Jeanne Blanchet, Ph.D.
Outskirts Press (2016)
Reviewed by Carol Hoyer for Reader Views (12/16)
Author Jeanne Blanchet has done an amazing job in “Man at the Cross Road,” her story of the man who crucified Jesus. This is a book written in modern terminology, but instills facts that document this event. The author has done extensive research in trying to present the information on a subject that is highly sensitive and controversial. She provides excellent information on the differences in worship services, the Holy Eucharist, and beliefs.
The story begins in Rome 30 CE where readers meet the family of Sextus Cascas, who are awaiting the return of their son Marcus after serving in the Roman Army. Each family member reflects on their memories of Marcus and the feelings/fears they have about his return.
The mother, Gnaea sees only the good in her prodigal son but at the same time remembers his defiant ways as a child. The father, Sextus, tried to be the best father he could, exposing Marcus to learning the family trade, providing trips to the theater and “guy” events. Sister Livia remembers the abusive bully who only cared about getting what he wanted, when he wanted it.

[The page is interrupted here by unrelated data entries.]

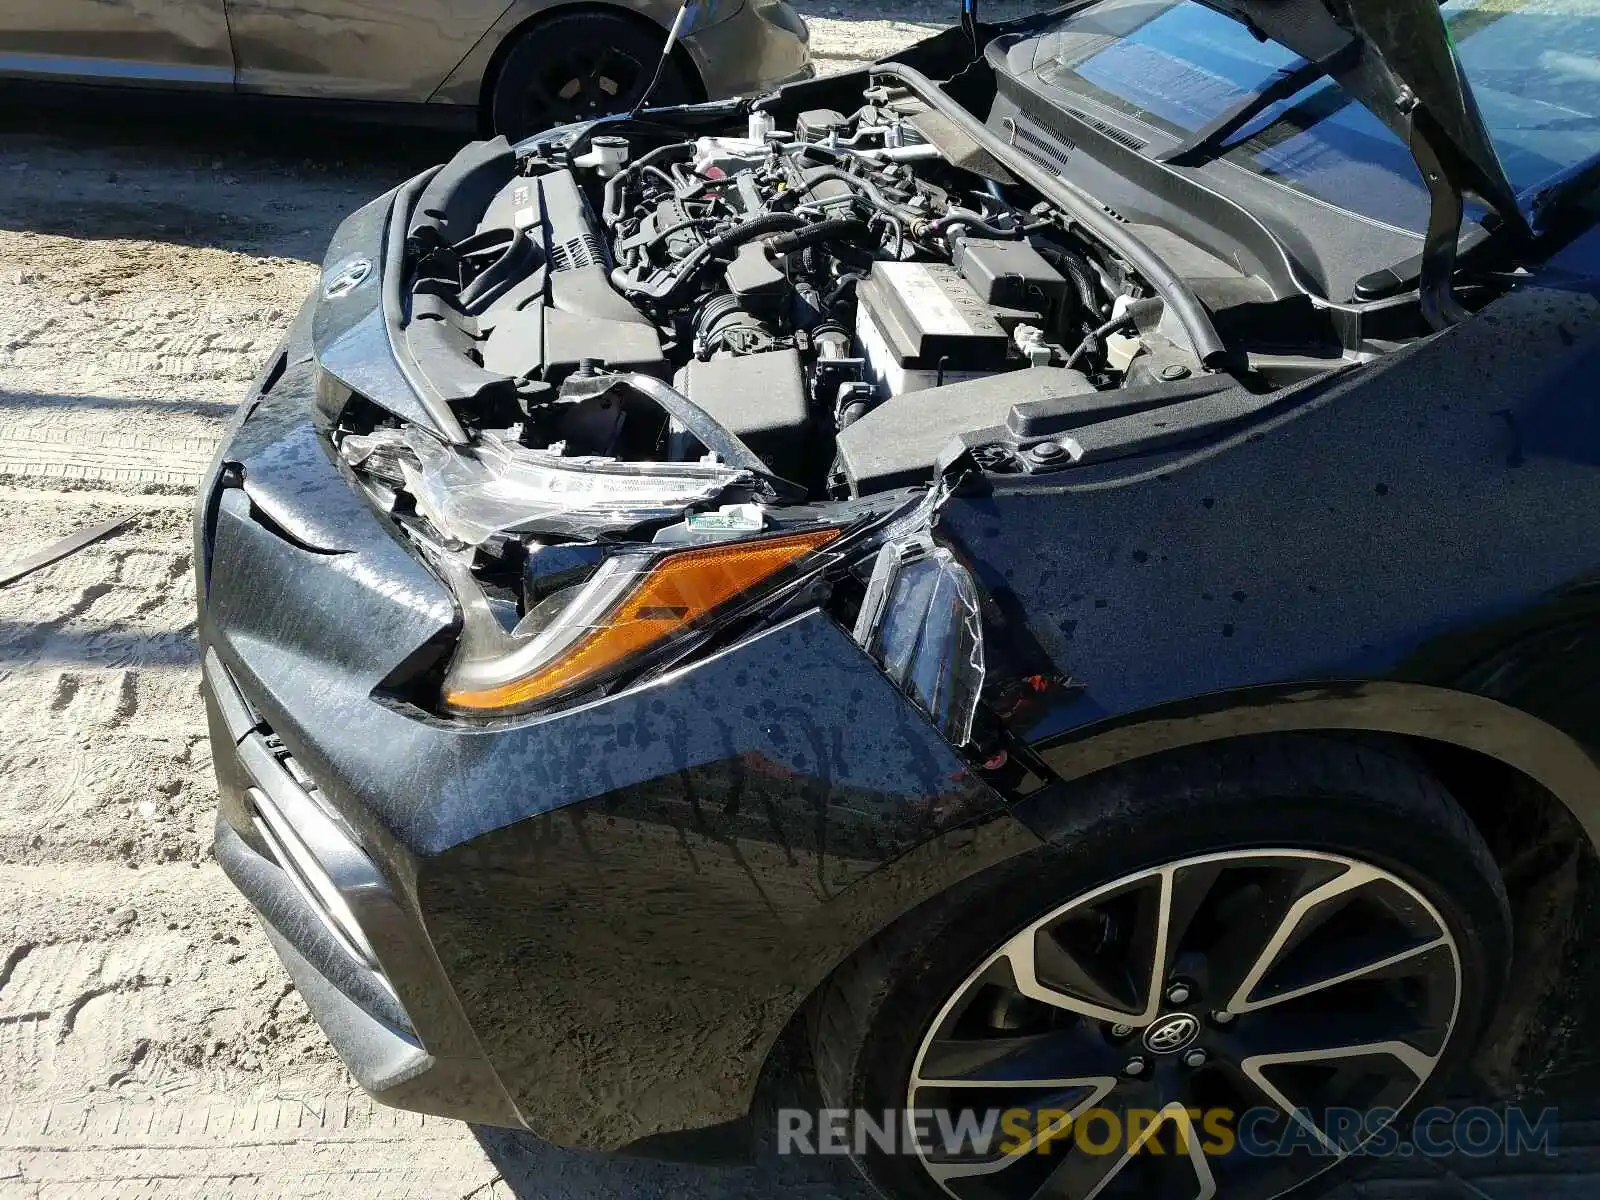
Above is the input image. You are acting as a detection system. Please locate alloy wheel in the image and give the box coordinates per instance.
[523,46,648,127]
[907,849,1461,1200]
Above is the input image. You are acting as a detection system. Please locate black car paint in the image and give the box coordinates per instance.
[199,273,1037,1147]
[195,38,1600,1162]
[941,235,1600,845]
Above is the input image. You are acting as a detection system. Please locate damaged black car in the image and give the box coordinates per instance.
[197,2,1600,1197]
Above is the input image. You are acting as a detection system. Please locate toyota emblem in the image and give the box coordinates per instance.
[322,256,373,300]
[1142,1013,1201,1055]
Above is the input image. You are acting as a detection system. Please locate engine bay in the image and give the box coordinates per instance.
[340,80,1223,538]
[316,54,1527,721]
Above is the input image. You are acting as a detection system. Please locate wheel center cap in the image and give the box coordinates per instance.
[1142,1012,1201,1055]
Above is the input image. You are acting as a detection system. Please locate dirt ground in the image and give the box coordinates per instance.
[0,10,966,1198]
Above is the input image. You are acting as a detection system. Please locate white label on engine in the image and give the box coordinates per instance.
[882,262,974,336]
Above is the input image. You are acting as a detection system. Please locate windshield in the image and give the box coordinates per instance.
[1026,0,1600,230]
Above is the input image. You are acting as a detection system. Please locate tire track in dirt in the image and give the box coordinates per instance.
[0,866,349,1106]
[0,503,210,864]
[0,426,215,489]
[0,1099,505,1200]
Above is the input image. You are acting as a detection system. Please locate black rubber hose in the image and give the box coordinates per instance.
[875,61,1229,367]
[1063,298,1161,370]
[793,143,855,170]
[561,372,807,501]
[615,212,808,304]
[821,272,864,310]
[1058,252,1104,321]
[1063,312,1133,370]
[645,215,711,246]
[603,143,694,225]
[702,213,809,257]
[1036,243,1104,324]
[763,218,875,258]
[930,209,1022,240]
[790,161,923,223]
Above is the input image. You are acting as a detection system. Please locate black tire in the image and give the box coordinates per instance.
[488,11,693,141]
[810,735,1511,1200]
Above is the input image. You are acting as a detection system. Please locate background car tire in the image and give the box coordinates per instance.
[810,735,1512,1200]
[489,11,694,141]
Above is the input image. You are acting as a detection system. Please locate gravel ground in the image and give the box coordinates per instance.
[0,7,1584,1198]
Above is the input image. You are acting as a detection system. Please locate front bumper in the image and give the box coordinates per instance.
[196,297,1026,1149]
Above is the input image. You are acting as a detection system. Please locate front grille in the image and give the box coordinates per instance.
[247,787,378,969]
[206,649,414,1032]
[259,732,353,837]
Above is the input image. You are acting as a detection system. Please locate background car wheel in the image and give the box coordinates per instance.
[811,735,1511,1200]
[489,11,694,141]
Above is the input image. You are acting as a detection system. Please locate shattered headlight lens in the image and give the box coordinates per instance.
[437,527,841,716]
[393,460,986,741]
[349,426,754,546]
[852,534,986,747]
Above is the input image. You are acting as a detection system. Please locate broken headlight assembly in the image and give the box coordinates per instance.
[853,533,985,748]
[435,526,842,716]
[412,490,986,745]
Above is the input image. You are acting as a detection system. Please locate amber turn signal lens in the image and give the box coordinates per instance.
[444,527,841,713]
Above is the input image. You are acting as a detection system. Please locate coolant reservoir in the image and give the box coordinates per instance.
[572,135,630,179]
[748,110,776,142]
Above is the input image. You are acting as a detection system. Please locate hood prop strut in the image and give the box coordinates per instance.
[1412,128,1471,330]
[1195,0,1531,330]
[961,0,981,55]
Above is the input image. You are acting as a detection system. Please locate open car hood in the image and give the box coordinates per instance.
[1181,0,1530,322]
[1196,0,1521,222]
[968,0,1527,321]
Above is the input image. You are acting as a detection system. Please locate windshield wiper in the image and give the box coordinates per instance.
[1158,37,1361,168]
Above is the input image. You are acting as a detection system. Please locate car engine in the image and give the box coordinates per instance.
[593,100,1113,483]
[364,84,1193,512]
[326,81,1233,721]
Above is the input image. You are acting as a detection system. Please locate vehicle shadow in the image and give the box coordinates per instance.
[473,1126,874,1199]
[0,99,461,262]
[465,1011,1600,1200]
[470,1032,876,1198]
[0,618,198,669]
[0,388,237,421]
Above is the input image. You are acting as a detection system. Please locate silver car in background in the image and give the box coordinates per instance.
[0,0,812,138]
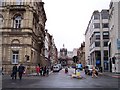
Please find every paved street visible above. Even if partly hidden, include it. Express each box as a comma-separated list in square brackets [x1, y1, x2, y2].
[2, 68, 120, 89]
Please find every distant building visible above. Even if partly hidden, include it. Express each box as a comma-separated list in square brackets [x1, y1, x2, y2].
[58, 45, 68, 66]
[77, 42, 85, 67]
[73, 48, 78, 56]
[58, 45, 76, 66]
[67, 51, 73, 66]
[45, 30, 58, 67]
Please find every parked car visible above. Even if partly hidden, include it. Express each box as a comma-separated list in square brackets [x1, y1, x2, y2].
[84, 65, 93, 75]
[84, 65, 98, 75]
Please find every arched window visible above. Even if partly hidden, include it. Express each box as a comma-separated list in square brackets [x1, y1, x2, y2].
[11, 39, 20, 44]
[13, 15, 22, 28]
[0, 14, 3, 23]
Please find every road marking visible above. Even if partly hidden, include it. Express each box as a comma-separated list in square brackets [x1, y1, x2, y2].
[112, 76, 120, 78]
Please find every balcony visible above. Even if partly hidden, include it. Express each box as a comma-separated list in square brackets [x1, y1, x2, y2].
[9, 5, 26, 11]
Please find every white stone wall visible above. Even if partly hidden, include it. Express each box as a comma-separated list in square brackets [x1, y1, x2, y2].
[109, 1, 120, 73]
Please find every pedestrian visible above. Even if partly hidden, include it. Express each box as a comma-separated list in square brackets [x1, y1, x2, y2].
[79, 62, 83, 71]
[77, 62, 82, 71]
[92, 66, 98, 78]
[51, 66, 53, 71]
[11, 64, 17, 80]
[36, 65, 40, 76]
[18, 64, 25, 80]
[39, 66, 42, 76]
[43, 66, 46, 76]
[46, 67, 49, 76]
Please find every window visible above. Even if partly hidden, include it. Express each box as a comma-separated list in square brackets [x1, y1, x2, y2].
[94, 23, 100, 28]
[12, 51, 19, 64]
[101, 10, 109, 19]
[0, 14, 3, 23]
[94, 14, 100, 20]
[16, 0, 22, 5]
[95, 51, 101, 63]
[0, 0, 2, 6]
[103, 41, 108, 47]
[0, 0, 4, 6]
[95, 41, 100, 47]
[104, 50, 108, 60]
[103, 32, 109, 39]
[0, 14, 3, 27]
[102, 23, 109, 28]
[13, 15, 22, 29]
[94, 32, 100, 40]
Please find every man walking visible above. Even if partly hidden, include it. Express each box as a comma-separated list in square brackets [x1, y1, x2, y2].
[18, 64, 25, 80]
[11, 64, 17, 79]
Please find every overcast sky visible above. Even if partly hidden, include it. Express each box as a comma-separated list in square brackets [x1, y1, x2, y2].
[43, 0, 111, 51]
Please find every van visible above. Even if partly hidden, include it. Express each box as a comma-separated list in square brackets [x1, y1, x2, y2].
[53, 65, 60, 72]
[57, 64, 62, 70]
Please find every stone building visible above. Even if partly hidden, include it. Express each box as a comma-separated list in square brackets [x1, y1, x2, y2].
[0, 1, 47, 74]
[67, 51, 73, 66]
[108, 1, 120, 73]
[45, 29, 58, 67]
[77, 42, 85, 67]
[58, 45, 68, 66]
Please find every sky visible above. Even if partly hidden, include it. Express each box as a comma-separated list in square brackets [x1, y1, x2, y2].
[43, 0, 111, 51]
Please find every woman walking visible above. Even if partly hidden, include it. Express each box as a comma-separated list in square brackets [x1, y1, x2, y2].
[92, 66, 98, 78]
[36, 65, 40, 76]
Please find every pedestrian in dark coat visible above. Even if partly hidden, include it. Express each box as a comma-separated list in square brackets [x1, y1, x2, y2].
[18, 64, 25, 80]
[11, 64, 17, 79]
[43, 66, 46, 76]
[46, 67, 49, 76]
[40, 66, 43, 76]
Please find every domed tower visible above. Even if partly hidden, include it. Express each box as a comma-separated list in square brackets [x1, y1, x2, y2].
[59, 44, 68, 66]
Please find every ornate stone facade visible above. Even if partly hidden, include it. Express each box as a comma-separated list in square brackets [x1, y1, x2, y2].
[0, 1, 47, 74]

Marcus returns with what we call today PTSD – he is non-communicative, hostile, and violent. His time in the Roman Army has only increased his belief that he is better than anyone else is and all others are stupid and incompetent. After advancing in the ranks of the army, he was chosen for the “death squadron.” The squadron’s goal was to crucify anyone who went against Roman law and security, and those deemed unworthy. Crucifying an individual included being stripped of all clothing, flogged, and then nailed to a cross in a public arena.
The turning event for Marcus was the flogging and crucifixion of the so-called “King of Jews.” Never had any crucifixion impacted him like this one. Not only did this Jew not call out or beg for mercy, he appeared calm and spoke to the crowd and the convicts hanging next to him. Marcus couldn’t get the eyes of Jesus out of his mind and that image followed him for years. It was due to this image and memory that Marcus lost touch with reality and was sent home.
Once returning home, Marcus leads a life of stealing, lying, and taking advantage of any woman he wanted. One such woman was Hadassah who was not killed but sent home. He later encounters her and her family after being found in a ditch due to illness.
The topic of Jesus’ crucifixion is addressed and why it happened or was thought to happen. This was delivered very well with historical facts. The author left it up to the readers to decide if they could forgive a man who did this.
Blanchet provides definitions of terminology, footnotes, maps, and further information on historical facts in the back of the book. One point made was that “No one knows for sure the hour Jesus died,” due to differences in how time was calculated within different groups. She relates that most authorities believe Jesus hung on the cross from 9:00 a.m. until his death at 3:00 p.m.
“Man at the Cross Road” by Jeanne Blanchet is an excellent read that will certainly challenge readers on their beliefs of what really happened.